Suppose $f(z)$ is an analytic function in a region $D$, and $f(z)$ is not identically equal to zero there. Let $z_n$ be a sequence of zeros of $f(z)$ in $D$. If $\lim_{n\to \infty}z_n=a$, then $a$ must be singularity of $f(z)$ (As zeros of analytic functions are isolated). I would like to classify the type of singularities that $f(z)$ can have at point $a.$
I could show that $a$ is a singularity. But I was not sure the type of the singularity. I had a part which was wrong (Saying that the singularities of Analytic function are isolated) and I took it off. Sorry if I am asking too many questions, I am new in complex analysis but I think this question was a natural and good! Thanks.
Best Answer
It can't be a removable singularity. If it was, $\lim_{n\to\infty}f(z_n)=0$ and therefore we could extend $f$ to an analytical function whose domain contains $a$ and, in that extension, $a$ would be a non-isolated zero.
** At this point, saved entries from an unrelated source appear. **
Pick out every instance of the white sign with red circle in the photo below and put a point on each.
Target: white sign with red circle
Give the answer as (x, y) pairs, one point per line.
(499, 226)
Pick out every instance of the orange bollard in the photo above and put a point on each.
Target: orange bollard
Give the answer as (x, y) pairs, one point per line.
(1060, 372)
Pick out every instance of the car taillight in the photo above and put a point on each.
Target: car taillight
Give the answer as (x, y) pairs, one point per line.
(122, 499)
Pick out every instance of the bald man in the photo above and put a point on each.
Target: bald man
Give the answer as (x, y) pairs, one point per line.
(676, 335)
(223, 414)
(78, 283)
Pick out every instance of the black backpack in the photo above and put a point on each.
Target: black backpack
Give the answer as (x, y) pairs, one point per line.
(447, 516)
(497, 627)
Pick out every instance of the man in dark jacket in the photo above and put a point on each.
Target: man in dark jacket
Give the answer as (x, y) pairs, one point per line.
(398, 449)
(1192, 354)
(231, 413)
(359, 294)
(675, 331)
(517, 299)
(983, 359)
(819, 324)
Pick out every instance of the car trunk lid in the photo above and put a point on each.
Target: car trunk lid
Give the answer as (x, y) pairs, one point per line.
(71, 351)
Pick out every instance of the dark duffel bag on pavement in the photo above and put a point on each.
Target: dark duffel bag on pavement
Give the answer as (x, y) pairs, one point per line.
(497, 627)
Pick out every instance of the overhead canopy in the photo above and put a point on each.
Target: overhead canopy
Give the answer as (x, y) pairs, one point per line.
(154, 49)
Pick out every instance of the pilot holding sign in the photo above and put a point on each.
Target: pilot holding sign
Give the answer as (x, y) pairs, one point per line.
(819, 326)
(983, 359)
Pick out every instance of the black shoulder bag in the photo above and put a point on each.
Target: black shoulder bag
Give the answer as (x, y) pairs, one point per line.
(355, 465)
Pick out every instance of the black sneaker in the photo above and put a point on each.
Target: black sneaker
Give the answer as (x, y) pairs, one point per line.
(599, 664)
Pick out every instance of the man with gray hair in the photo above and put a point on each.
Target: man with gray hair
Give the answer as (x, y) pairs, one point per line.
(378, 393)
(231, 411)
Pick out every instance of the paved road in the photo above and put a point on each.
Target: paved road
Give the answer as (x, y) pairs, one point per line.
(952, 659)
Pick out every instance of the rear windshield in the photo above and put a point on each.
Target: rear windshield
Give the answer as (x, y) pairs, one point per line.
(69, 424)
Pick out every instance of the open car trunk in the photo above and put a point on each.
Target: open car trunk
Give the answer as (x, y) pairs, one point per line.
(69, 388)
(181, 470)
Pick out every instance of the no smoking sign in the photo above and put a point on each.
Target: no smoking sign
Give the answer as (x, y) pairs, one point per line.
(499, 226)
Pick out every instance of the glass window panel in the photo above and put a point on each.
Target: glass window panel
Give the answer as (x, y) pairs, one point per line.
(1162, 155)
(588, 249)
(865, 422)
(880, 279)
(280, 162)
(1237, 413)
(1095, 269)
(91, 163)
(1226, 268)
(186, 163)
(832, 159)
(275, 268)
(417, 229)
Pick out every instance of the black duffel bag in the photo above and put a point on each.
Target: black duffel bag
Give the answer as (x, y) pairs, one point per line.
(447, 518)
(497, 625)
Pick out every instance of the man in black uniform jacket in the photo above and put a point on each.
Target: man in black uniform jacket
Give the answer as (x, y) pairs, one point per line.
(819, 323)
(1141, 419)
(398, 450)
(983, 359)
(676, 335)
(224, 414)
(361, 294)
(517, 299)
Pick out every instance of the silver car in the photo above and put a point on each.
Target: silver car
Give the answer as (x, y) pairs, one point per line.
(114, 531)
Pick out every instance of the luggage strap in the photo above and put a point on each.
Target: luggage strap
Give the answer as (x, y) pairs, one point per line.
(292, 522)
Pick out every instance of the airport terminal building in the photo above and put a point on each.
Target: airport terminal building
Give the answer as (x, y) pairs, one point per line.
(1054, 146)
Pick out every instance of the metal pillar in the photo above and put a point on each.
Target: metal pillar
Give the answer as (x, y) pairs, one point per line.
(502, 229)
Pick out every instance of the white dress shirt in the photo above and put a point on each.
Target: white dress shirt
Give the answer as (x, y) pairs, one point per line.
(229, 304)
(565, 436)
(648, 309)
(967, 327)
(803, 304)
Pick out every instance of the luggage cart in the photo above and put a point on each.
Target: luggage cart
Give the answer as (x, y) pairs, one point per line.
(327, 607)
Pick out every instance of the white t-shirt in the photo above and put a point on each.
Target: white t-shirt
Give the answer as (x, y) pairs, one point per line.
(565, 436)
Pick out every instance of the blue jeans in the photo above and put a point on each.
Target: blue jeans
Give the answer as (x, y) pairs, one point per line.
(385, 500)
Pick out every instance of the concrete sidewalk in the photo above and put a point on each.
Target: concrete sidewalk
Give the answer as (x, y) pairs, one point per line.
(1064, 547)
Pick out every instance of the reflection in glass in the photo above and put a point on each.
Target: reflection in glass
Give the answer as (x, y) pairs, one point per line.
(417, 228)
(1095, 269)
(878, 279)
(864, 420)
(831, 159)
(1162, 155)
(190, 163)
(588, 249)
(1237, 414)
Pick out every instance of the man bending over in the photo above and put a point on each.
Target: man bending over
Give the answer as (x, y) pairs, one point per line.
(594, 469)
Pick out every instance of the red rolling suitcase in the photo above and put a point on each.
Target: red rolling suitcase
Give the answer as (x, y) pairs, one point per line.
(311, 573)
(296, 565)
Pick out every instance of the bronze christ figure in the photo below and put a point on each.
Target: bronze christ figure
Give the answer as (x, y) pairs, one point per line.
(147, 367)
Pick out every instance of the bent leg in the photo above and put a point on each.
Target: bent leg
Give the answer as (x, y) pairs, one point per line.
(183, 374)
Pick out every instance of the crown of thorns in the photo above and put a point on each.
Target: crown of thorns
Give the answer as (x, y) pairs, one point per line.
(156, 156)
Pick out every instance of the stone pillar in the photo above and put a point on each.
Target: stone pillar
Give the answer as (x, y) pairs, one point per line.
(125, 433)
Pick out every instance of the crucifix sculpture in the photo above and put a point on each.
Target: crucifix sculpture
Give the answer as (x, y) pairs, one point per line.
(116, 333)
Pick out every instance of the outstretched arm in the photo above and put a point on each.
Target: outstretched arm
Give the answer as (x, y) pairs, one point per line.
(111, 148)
Therefore, $f$ would be the null function.
And it cannot be a pole either, because then we would have$$\lim_{n\to\infty}z_n=a\implies\lim_{n\to\infty}\bigl|f(z_n)\bigr|=+\infty,$$which is not true since, in fact, $\lim_{n\to\infty}f(z_n)=0$.
So, it can only be an essential singularity, such as when $f(z)=\sin\left(\frac1z\right)$.